Beitrag von Percy Lister »

"Der Hauch des Bösen" (A Taste of Evil) (USA 1971)
mit: Barbara Stanwyck, Barbara Parkins, William Windom, Roddy McDowall, Arthur O'Connell, Bing Russell, Dawn Frame | Drehbuch: Jimmy Sangster | Regie: John Llewellyn Moxey

Susan Jennings wächst behütet bei ihren wohlhabenden Eltern in einem Anwesen in der Nähe von San Francisco auf. Während einer Gesellschaft, die ihre Eltern für Geschäftsfreunde geben, hält sich Susan wie so oft in ihrer kleinen Hütte im Wald auf, um zu zeichnen. An jenem Nachmittag wird ihre Einsamkeit von einem Fremden durchbrochen, der über das Kind herfällt und es vergewaltigt.
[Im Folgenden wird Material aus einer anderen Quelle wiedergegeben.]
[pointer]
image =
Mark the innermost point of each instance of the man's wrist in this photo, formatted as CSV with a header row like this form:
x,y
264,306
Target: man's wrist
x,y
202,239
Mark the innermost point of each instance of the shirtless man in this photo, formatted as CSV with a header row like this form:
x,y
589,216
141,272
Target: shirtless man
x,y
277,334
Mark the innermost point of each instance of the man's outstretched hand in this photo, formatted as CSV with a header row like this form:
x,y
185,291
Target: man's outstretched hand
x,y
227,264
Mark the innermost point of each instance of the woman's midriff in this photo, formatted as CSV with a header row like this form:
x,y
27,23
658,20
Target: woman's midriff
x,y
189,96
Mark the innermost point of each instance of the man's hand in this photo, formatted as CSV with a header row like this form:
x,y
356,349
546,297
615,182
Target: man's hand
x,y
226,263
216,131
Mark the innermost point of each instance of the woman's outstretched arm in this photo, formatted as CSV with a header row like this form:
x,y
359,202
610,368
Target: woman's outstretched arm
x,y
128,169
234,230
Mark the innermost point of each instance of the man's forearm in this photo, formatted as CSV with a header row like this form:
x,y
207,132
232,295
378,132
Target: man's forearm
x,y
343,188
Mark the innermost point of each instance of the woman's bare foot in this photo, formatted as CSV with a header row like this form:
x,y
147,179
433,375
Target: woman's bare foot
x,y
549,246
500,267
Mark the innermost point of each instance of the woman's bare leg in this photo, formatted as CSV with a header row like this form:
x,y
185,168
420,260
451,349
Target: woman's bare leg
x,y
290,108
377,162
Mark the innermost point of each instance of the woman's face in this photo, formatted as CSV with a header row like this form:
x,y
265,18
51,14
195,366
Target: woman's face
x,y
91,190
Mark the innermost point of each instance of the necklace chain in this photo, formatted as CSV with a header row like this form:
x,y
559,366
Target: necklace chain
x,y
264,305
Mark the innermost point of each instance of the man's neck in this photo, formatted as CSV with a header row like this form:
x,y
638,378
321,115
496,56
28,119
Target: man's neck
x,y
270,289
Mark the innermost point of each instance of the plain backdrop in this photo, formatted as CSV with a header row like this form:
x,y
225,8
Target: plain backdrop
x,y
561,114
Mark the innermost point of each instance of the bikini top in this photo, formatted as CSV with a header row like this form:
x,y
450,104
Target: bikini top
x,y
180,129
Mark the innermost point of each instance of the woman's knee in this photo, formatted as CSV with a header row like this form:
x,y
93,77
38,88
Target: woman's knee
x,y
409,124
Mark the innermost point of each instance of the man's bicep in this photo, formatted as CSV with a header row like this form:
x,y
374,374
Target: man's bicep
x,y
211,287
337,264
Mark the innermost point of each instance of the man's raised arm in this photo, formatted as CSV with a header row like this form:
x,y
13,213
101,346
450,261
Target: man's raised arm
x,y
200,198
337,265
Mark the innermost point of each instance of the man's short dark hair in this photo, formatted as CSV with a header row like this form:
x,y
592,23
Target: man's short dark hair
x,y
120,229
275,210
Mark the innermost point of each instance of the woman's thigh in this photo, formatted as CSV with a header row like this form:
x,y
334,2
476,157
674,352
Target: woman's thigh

Susan erleidet einen Schock und wird noch am selben Abend in eine psychiatrische Klinik in die Schweiz gebracht. Jahre später kehrt Susan als junge Frau zu ihrer Mutter zurück, die nach dem Tod ihres Mannes ein zweites Mal geheiratet hat. Sie befolgt den Rat ihres Arztes, sich der Vergangenheit zu stellen, wird jedoch bald von unheimlichen Vorgängen aufgeschreckt....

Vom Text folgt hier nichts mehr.